The central bank has also said it was likely to trim its 2020 growth outlook, currenat around 5.1%, during its policy meeting on March 18-19. Bank Indonesia had already cut rates and lowered its growth outlook last month in response to the coronavirus outbreak.

Indrawati said starting April 1 the government would relax several tax rules, including exempting manufacturing companies from having to pay out income tax, allowing delays in payments of import taxes and accelerating refunds on value-added tax in manufacturing.

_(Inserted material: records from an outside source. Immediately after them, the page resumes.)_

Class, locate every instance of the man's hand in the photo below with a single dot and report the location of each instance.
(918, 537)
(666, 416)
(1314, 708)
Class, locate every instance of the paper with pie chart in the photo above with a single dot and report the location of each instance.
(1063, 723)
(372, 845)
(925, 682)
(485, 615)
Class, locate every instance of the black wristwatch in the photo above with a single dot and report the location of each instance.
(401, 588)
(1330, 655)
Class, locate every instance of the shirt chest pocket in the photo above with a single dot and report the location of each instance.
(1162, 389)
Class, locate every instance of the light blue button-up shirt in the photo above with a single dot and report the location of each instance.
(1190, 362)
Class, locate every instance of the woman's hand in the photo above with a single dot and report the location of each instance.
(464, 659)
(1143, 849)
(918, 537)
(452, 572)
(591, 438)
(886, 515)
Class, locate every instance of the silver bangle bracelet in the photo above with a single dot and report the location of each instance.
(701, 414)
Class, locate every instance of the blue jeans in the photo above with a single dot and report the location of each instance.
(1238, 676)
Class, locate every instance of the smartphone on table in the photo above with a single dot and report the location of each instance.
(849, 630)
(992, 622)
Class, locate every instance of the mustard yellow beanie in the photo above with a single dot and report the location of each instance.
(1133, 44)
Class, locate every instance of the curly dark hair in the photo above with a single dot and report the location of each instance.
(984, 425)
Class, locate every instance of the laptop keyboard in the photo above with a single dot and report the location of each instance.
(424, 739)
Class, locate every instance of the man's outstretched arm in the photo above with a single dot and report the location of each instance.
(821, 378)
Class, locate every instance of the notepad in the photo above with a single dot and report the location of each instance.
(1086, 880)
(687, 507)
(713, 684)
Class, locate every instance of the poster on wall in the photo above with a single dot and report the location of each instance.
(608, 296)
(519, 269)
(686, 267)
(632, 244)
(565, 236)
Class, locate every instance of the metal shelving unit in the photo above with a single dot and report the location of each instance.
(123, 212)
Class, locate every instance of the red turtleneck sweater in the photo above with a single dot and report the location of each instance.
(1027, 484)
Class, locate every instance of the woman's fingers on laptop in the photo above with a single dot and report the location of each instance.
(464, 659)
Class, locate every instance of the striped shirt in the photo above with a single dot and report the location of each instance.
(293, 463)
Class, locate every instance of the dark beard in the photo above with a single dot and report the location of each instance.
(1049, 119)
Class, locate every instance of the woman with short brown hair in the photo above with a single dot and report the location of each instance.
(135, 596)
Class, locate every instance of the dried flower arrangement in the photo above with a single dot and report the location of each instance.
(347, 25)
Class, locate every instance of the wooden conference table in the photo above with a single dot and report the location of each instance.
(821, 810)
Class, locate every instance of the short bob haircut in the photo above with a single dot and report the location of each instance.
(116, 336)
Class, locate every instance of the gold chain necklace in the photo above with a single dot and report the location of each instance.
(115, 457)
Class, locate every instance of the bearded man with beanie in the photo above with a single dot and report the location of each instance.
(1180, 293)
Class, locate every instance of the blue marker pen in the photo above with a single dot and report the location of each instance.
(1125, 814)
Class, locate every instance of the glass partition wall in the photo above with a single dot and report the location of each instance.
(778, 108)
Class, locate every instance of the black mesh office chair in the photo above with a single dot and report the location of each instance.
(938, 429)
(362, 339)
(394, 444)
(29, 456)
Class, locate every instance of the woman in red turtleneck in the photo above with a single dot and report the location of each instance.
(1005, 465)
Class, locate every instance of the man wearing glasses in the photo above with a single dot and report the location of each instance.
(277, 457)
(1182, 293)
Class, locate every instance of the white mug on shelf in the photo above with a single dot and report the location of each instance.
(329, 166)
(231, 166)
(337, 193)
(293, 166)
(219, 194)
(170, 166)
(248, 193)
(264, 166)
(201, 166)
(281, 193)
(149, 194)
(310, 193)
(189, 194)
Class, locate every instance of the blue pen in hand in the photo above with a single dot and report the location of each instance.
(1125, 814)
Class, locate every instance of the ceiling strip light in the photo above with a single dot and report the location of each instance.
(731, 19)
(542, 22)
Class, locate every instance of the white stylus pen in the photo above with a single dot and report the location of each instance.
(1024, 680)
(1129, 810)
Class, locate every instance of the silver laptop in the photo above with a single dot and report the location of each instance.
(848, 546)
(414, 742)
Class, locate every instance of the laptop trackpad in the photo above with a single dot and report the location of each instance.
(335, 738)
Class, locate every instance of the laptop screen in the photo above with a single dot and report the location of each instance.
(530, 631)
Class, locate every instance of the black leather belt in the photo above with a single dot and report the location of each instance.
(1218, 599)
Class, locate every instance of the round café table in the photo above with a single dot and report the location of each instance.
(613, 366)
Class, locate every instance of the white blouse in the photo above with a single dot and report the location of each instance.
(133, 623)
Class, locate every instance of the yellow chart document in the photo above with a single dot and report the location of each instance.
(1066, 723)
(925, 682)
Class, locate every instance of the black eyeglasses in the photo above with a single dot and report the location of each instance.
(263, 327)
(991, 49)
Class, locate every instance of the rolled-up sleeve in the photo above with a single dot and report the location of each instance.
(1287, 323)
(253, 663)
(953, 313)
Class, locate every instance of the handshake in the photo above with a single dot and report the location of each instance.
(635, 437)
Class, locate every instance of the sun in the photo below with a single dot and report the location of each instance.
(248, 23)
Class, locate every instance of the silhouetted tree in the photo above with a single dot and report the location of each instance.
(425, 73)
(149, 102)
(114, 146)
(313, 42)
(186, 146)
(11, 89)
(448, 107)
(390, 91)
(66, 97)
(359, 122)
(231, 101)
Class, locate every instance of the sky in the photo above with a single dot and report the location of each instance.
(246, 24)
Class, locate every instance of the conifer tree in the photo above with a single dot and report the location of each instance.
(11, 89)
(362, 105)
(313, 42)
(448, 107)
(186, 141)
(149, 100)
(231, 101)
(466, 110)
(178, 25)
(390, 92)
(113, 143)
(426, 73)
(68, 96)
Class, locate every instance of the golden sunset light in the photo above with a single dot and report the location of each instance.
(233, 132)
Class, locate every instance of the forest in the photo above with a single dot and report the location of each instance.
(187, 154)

Airlangga Hartarto, coordinating minister for economic affairs, said the new tax measures, which may be extended, are meant to support people’s purchasing power and help both the supply and demand side of the economy.

“All of these are aimed at providing some space for industries which are now in a very tight situation. Their burden is going to be minimised by the government,” Indrawati told reporters.

Indonesia has already announced a 10.3 trillion rupiah ($718.27 million) stimulus package to support consumer spending and tourism.

The new tax relief would be part of a second policy package that would also include simplification of export and import rules, Hartarto said.

Officials have been looking at ways to cut logistics-related costs by easing export and import rules and reducing customs inspections for reputable importers.